Mentally speaking. It's not easy. I'm realizing, as I move towards the campus visit, how very comfortable I've become in just accepting my anxiety and the attendant depression. Which suggests that there needs to be another stage beyond that of the last stage of grief. When I first was diagnosed with depression, I went through mini-versions of all the usual--denial, fear, anger, bargaining, and then, finally, I accepted that, yes, I was a depressive, and probably would be for most of my life. Which is a seductive and poisonous frame of mind to linger in. Because if you accept being a depressive, then doing anything about it--making the effort to not let it run your mental life, becomes much more elusive. "Well, of course I'm miserable--I'm a depressive, I'm supposed to be miserable." Easy to think that. And so one sinks into the torpor that ensures that when depression hits, you just sit back and accept it.

But that's nonsense. Depression isn't an inevitability--and one has an enormous control over the intensity and frequency with which it intrudes into one's life. So rather than just sighing heavily and saying, "Well, it'll pass in time," I'm trying--trying--to confront it. To say, "No, it will pass because I'm going to face it, fiercely and logically and without self-pity--it will pass because I evict it, not because I allow it to ruin my life for a few weeks rather than do something about it."

But--high, whiny voice--it's hard. I confront it, and it diminishes, and then I have to think about other things, and it comes creeping back again. And I confront it, and it slinks away, and as soon as my back is turned, there it is again. It's quite tiring--I feel like I have to keep one eye always peeled for that grim cloud, and the distraction makes other things--like teaching or prepping that nightmare-long paper on Marlowe's Tamburlaine for my mock job-talk (which I'm delivering this afternoon, much to my exhausted non-delight--aaagh--see?!--immediately I go to a negative, 'woe-is-me' anticipation of the event--wrong! wrong! wrong!--what I should be saying is, "Well, at least it's better than having to listen to a nightmare-long paper on Tamburlaine"--right? No? Still bad and self-compromising? Dammit!!!)--anyway, point is, I'm trying. Small steps.
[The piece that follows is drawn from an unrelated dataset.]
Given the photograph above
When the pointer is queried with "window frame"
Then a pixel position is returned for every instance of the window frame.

Small, small steps. (Tiny, but heartfelt growl of frustration...)

3 Comments:

Blogger phd me said...

Tamburlaine. Really? No, wait, I'm supposed to offer consolatory thoughts on the emotional paralysis that threatens your joy in the coming interview. I got nothing. Just keep on with the small steps...wait, are you walking toward the drinks cabinet?

6:54 PM  
Blogger post-doc said...

Wow. This makes me face internal issues I'd rather ignore. Because it is hard. And you're brave and strong and super-cool for being capable of doing it. I've felt that frustration but applaud your small steps. Good luck with that. When you succeed, remember to tell me how it's done.

9:25 PM  
Blogger Yr. Hmbl. & Obdt. said...

I'm am not "walking" to the drinks cabinet. "Sprinting feverishly" is more like it. F. Scott and Zelda would look at me and say, "Whoa, that guy's gotta learn to pace himself!" No, not really. But it *is* tempting--so much easier to 'let go' when your blood-alcohol level is at the 'F*** EVERYTHING' level.

Thanks, Post-doc--I don't consider myself any of the nice things you called me, but I'm *trying* to do so--I don't want to be an egomaniac, but I really *should*, at some point in my life, learn to take a compliment.